続いて大陸の真北に位置する国。私とシスが演劇を繰り広げた地『世界のヘソ』に最も近く最も影響を受けた国と言っても過言ではないわ。シスが吹き飛ばした山脈はこの国の領地であり、天然の要塞の役割を果たしていた。それがある日突然現れた魔王によって消し飛ばされ、加えてモンスターの出現地から近かったのもあって真っ先に襲われた。オマケに神モドキと魔王の戦いの余波も届いていたみたいね。
そんな訳では他国に比べると混乱の度合いが大きい。王族も無能ではないけど、国民を抑えるのに苦労しているみたいね。救いを求めるように神聖女神教に入信する者も多い。この国では神聖女神教と一悶着ありそうね。
「あら?」
気が付いたのは偶然だった。システムBシリーズの一人が近くにいたからこそ、その定命の者に気付けたと言っていいわ。
顔は良いわね。プラチナブロンドが良く似合っている。空色の瞳からは強い意志を感じ取れた。商家の子のようね。特別な産まれでも特殊な境遇にいる訳でもない、ごく普通の平民。
神の目線から見れば彼がどれだけ特別か一目で分かる。
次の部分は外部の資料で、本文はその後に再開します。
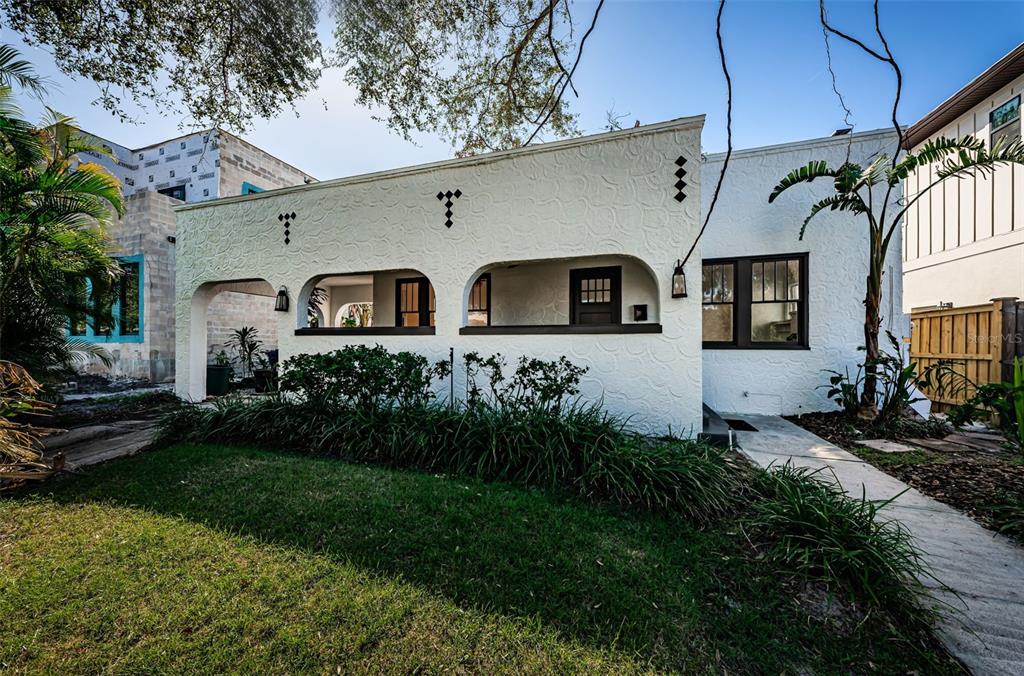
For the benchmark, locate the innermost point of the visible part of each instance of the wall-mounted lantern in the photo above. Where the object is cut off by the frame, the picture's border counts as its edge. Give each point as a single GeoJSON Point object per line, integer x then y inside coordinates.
{"type": "Point", "coordinates": [679, 281]}
{"type": "Point", "coordinates": [282, 303]}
英雄の魂ではない。けど、それに匹敵する魂。
「おかしいわね、魂の色がくすんでいる」
魂の大きさは悪くないけど、その輝きは何かに蓋をされているかのように鈍い。私が知っている魂の形に近いのに⋯まるで色がない。
「なるほどね」
過去の事例から答えは直ぐに導き出せた。というより私が忘れていたというのが正しいかしら?世界の変革前のフラスコには必要なかったから私が封印していたのね。
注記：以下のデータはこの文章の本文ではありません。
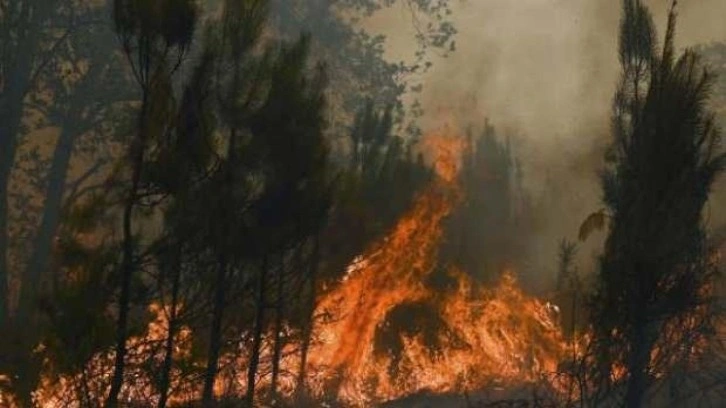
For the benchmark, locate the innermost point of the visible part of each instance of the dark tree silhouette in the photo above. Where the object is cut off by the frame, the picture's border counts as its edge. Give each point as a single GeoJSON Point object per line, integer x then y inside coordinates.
{"type": "Point", "coordinates": [663, 162]}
今のこの子には一つのピースが足りていない。私が取り上げて、封印してしまったから彼は本来の力を取り戻せていない。でも、ちゃんと理由はあるのよ。平和な世界に本来の貴方の居場所はなかったから。貴方が他の定命の者と同じようにこの世界で生活出来るように魂に細工をした。
でも、状況が変わったわ。貴方が活躍する時がきたのよ。
───舞台は私が整えましょう。皆が待っているわよ。勇者の誕生を。